第六話 夏の夜長

 疲れて早く寝たい俺は足早に、常時フリーダムな楓はマイペースに。足並みを揃えることなく、夏の夜道を歩く俺たち。夕暮れ時は嫌な湿気を帯びていたものの、日が落ちてしまえば、外気はそれなりに涼しくて心地が良い。

 なんとなしに視線を上げると、闇を照らす街灯には活きのいい羽虫たちが群がっていた。そういえばもうじき、虫刺されの季節だ。虫よけスプレーはスーパーに売っていただろうか。もし見つけられたなら、ついでに買っておくとしよう。
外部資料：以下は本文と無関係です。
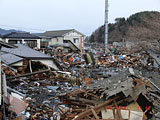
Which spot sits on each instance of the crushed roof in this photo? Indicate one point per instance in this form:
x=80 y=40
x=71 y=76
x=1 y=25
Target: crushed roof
x=25 y=52
x=20 y=35
x=10 y=58
x=57 y=33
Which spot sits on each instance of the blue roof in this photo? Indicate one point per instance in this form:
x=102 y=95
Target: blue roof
x=10 y=58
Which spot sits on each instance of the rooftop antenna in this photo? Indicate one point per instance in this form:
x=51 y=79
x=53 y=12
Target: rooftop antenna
x=106 y=27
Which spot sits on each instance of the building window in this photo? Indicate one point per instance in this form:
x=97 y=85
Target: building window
x=75 y=40
x=65 y=41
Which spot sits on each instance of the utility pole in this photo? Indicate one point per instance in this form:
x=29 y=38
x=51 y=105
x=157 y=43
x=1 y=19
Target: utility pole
x=106 y=26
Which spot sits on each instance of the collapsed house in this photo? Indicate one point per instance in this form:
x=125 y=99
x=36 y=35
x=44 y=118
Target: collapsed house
x=106 y=88
x=22 y=56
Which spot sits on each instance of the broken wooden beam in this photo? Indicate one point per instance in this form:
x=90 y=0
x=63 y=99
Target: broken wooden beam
x=28 y=74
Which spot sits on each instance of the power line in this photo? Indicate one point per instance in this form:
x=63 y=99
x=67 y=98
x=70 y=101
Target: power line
x=8 y=26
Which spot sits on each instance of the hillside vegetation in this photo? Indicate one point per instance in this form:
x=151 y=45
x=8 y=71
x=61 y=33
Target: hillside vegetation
x=143 y=26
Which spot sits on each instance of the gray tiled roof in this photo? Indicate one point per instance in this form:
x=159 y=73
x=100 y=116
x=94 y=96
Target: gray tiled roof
x=20 y=35
x=10 y=58
x=57 y=33
x=25 y=52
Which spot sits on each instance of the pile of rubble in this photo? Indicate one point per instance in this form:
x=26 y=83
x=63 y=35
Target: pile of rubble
x=73 y=86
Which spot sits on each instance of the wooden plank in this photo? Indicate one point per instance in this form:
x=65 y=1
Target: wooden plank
x=118 y=111
x=97 y=108
x=28 y=74
x=95 y=114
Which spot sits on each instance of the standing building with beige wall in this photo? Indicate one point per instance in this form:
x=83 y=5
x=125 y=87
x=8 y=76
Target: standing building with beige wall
x=64 y=37
x=32 y=41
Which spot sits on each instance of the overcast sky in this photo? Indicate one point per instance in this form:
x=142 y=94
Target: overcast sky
x=83 y=15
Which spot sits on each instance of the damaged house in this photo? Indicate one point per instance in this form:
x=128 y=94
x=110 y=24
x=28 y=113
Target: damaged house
x=24 y=56
x=66 y=38
x=32 y=41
「うーん、なんだろう。なーんか優っていっつも私のちょっと先を歩いていくんだよねー」

「は? いきなりなんだよ、藪から棒に」

「いや、なんていうか私と優って、いっつも並び立ってない気がしてさ」

「? そりゃあ歩くペースが違うからな。なんだ? ゆっくり歩いてほしいのか?」


 俺だって別に、誰と居る時でも足並みを揃えないような自己中野郎ではない。楓とは気を遣うほどの仲でもないから早足で歩いているだけの話だ。

はて。今日はそれが気に食わなかったとでも言うのだろうか。楓がそんなことを気にするような繊細さを持っているようには思えないのだが。


「まあレポートの件は正直助かったし、お前がペース合わせろって言うなら合わせるぞ?」

「……あー、いや。別にいいよ。今のまんまで。これからも優は優のペースで歩いていってほしい」

「ん? まあ、お前がそう言うんなら、そうさせてもらうけど」


 なんて言いつつも、やけにしんみりとした声色で答えた楓のことが気にかかった俺は、少しだけ歩行速度を緩める。

 二人で並んで歩くか、はたまたそうでないかという他愛の無い話。しかし、どこか会話が噛み合っていなかったような。あるいは、認識がズレていたような。例えるなら、喉元で魚の小骨が引っかかっているような。

この時。俺はそんな、小さな違和感を覚えた。


「その、なんか悩みがあったら言えよ? 抱え込まれても面倒だし」

 らしくないセリフだと思う。が、一応違和感を拭うために聞いておく。

「ふふ、だいじょぶだいじょぶ。ちょっと眠くなってテンション低くなっただけだから」

「なら、まあ……いいんだが」


 その返答を聞いただけで違和感を払拭、というわけには、もちろんいかなかった。

 しかし、後田楓の図太さに絶大な信頼を置いている俺は、まあ気にしなくても大丈夫だろう、と。彼女の言葉を借りるなら、仮に問題があっても時間が解決してくれる程度の違和感だろう、と。そう信じて、それ以上の詮索は控えることにした。